Could a new coronavirus be spreading from dogs?

Scientists think they may have caught a canine coronavirus in the process of adapting to humans.

  • 26 May 2021
  • 3 min read
  • by Linda Geddes
Photo by Megan Thomas on Unsplash
Photo by Megan Thomas on Unsplash

 

A previously unidentified coronavirus has been detected in pneumonia patients at a hospital in Sarawak, Malaysia – and it appears to have come from dogs. It is not yet clear if the virus caused their illness, but its discovery raises fresh concerns about how frequently coronaviruses jump from animals to people and the public health threat they could pose.

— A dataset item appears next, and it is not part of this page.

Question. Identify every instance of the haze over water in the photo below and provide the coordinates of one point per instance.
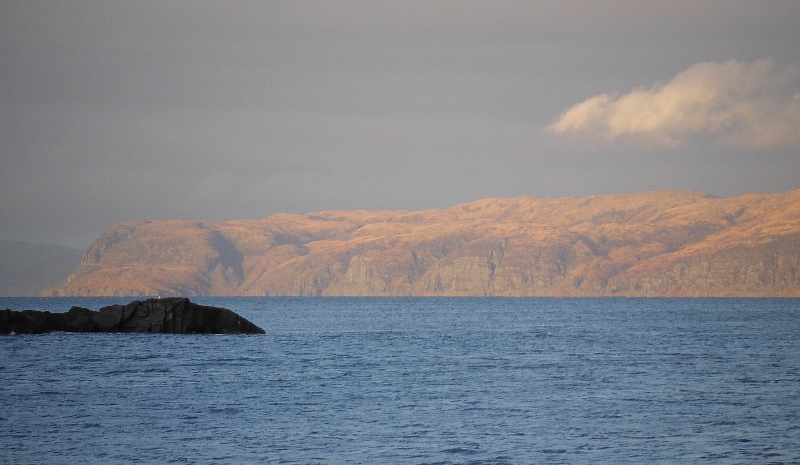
(416, 380)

Anastasia Vlasova and Annika Diaz at Ohio State University and their colleagues made the discovery while validating a new pan-species coronavirus PCR test. Unlike the existing PCR test for COVID-19, it is designed to detect members of a coronavirus subfamily that infects various animals – including unknown viruses. Further genetic sequencing can then be used to understand more about such viruses, and where they came from.

Although there is currently no evidence of human-to-human transmission of the virus, it is possible the team has caught a new animal coronavirus on its journey to becoming one that readily transmits between people.

During these initial validation tests, the team identified genetic material from a canine coronavirus in nose swabs from eight patients hospitalised with pneumonia in Sarawak during 2017-18, accounting for 2.5% of all such cases in the region at that time. Seven of the patients were young children from rural areas where exposure to domestic animals and jungle wildlife is common.

One of these samples contained enough virus for its genome to be fully sequenced. The results, published in Clinical Infectious Diseases, suggest it could be a new coronavirus that has jumped from dogs to humans, and may also have infected cats and pigs at some point in its evolutionary history. The researchers have named it CCoV-HuPn-2018.

Worryingly, they also identified a mutation in a part of its genome that codes for a protein called nucleocapsid, which helps the virus package its genetic material. This mutation isn’t found in other dog coronaviruses, but is similar to one found in some human coronaviruses, including the viruses that cause COVID-19 and SARS.

Although there is currently no evidence of human-to-human transmission of the virus, it is possible the team has caught a new animal coronavirus on its journey to becoming one that readily transmits between people.

“To our knowledge, this is the first report suggesting that a canine coronavirus without major genomic re-arrangements or adaptive modifications in the [spike] protein might replicate in association with pneumonia in a human host,” the team writes. “If confirmed as a pathogen, it may represent the eighth unique coronavirus known to cause disease in humans. Our findings underscore the public health threat of animal coronaviruses and a need to conduct better surveillance for them.”